Step,Training Loss,Validation Loss
100,1.0309,No log
200,0.4892,No log


Model 'Mental_Health_Chatbot' fine-tuned and saved.


# **Testing the model**

**In order to test the model, you don't have to run all the code cells above except for the installations and imports. They are just for illustration of how the model was built. To test the model, load all the files in 'Final_Trained_Model' into the environment in a folder that you must call 'Mental_Health_Chatbot' and run all code cells below. The model.safetensors file is 4.4 GB, so some environments do not support this upload. You can then upload it to google drive and acces it from there using the first code cell below.**

In [5]:
'''
If you want to acces the model.safetensors from your google drive, run this code and then drag the model.safetensors file from the 'drive' folder to the 'Mental_Health_Chatbot' folder.
Note that uploading the 4.4 GB file to your drive can take a few minutes.
'''
from google.colab import drive
drive.mount('/content/drive') #Adjust this to pathname to the path you need.

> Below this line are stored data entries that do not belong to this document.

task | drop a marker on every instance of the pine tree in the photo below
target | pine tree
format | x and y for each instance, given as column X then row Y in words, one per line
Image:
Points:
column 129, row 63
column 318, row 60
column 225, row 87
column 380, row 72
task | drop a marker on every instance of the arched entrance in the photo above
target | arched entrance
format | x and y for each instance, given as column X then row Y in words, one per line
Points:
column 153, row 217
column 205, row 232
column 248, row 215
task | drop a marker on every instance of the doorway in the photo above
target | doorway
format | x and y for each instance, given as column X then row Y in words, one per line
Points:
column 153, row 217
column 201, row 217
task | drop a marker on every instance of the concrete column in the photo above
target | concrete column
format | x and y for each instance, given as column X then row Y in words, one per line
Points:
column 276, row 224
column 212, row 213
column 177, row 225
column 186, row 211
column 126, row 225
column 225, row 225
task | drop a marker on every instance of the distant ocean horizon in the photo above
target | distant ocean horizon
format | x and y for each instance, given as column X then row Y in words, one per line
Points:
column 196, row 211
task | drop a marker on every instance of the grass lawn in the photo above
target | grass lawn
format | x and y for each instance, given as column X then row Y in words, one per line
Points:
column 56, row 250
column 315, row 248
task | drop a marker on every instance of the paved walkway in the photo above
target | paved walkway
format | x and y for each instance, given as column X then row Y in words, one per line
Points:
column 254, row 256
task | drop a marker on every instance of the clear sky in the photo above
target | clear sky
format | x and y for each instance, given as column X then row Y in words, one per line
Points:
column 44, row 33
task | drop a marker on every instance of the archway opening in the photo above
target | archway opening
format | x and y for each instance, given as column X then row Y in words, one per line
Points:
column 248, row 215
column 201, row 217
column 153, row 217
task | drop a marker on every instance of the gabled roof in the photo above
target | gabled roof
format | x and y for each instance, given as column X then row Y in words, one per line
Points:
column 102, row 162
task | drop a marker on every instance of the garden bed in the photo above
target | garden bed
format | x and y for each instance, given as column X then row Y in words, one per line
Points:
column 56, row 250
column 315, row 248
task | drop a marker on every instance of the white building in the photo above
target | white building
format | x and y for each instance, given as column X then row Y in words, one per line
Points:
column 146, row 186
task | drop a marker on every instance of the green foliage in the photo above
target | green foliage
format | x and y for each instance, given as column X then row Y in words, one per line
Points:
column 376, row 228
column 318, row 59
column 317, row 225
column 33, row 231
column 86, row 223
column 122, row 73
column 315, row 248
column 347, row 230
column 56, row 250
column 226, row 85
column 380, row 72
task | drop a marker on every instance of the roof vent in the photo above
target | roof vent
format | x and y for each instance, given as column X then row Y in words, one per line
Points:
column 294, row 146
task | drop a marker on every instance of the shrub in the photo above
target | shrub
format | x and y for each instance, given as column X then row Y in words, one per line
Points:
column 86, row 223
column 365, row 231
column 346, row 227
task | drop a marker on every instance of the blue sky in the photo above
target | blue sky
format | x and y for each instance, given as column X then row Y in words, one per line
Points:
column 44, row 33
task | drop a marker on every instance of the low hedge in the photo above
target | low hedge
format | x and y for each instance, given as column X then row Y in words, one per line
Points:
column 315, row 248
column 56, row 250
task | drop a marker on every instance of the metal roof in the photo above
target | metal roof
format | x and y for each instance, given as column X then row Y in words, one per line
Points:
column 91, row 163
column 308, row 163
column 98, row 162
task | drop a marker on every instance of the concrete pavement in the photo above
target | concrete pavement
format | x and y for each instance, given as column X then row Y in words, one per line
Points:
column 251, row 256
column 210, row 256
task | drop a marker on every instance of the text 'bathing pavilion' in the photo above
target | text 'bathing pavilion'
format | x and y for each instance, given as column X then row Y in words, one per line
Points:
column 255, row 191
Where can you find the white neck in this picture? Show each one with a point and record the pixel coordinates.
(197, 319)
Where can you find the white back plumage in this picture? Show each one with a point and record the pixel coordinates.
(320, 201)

Drive already mounted at /content/drive; to attempt to forcibly remount, call drive.mount("/content/drive", force_remount=True).


In [None]:
'''
Run this when you are on an NVIDIA GPU like the A100 from google colab, if you are on your cpu, use the next code block.
'''
#Load the model and tokenizer
model_name = "./Mental_Health_Chatbot"
tokenizer = AutoTokenizer.from_pretrained(model_name)
model = AutoModelForCausalLM.from_pretrained(model_name).to("cuda")

In [20]:
'''
Use this only when you run the model on your local CPU. Note that the model's responses take longer on your local cpu (even up to 2 minutes).
'''
#Load the model and tokenizer
model_name = "./Mental_Health_Chatbot"
tokenizer = AutoTokenizer.from_pretrained(model_name)
model = AutoModelForCausalLM.from_pretrained(model_name)

In [22]:
#Check device availability
device = "cuda" if torch.cuda.is_available() else "cpu"
model = model.to(device)

#Function to handle chatbot responses
def chat_with_bot(user_input, history=None):
    if history is None:
        history = []
    try:
        #Format the input with conversation history
        history_text = "".join([f"Human: {msg}\nAssistant: {resp}\n" for msg, resp in history])
        prompt = f"{history_text}Human: {user_input}\nAssistant:"
        inputs = tokenizer(prompt, return_tensors="pt").to(device)
        #Generate the response
        outputs = model.generate(
            **inputs,
            max_length=len(inputs["input_ids"][0]) + 500,  #Edit this to change the max output length of the LLM
            temperature=0.7,
            top_k=50,
            top_p=0.9,
            do_sample=True,
            pad_token_id=tokenizer.pad_token_id
        )
        response = tokenizer.decode(outputs[0], skip_special_tokens=True)
        #Extract the assistant's response
        assistant_response = response[len(prompt):].strip()
        history.append((user_input, assistant_response))
        return assistant_response, history
    except Exception as e:
        print(f"Error during generation: {e}")
        return "Sorry, I couldn't process that. Please try again.", history

#Building an interface for the chatbot with gradio
chat_interface = gr.Interface(
    fn=chat_with_bot,
    inputs=["text", "state"],
    outputs=["text", "state"],
    title="Mental Health Chatbot",
    description="Ask questions about mental health, and the chatbot will provide answers.",
    examples=[
        ["What is depression?"],
        ["How can I manage anxiety?"],
        ["What are the symptoms of a panic attack?"]
    ]
)

In [23]:
#Run this to launch the chatbot
chat_interface.launch()

Running Gradio in a Colab notebook requires sharing enabled. Automatically setting `share=True` (you can turn this off by setting `share=False` in `launch()` explicitly).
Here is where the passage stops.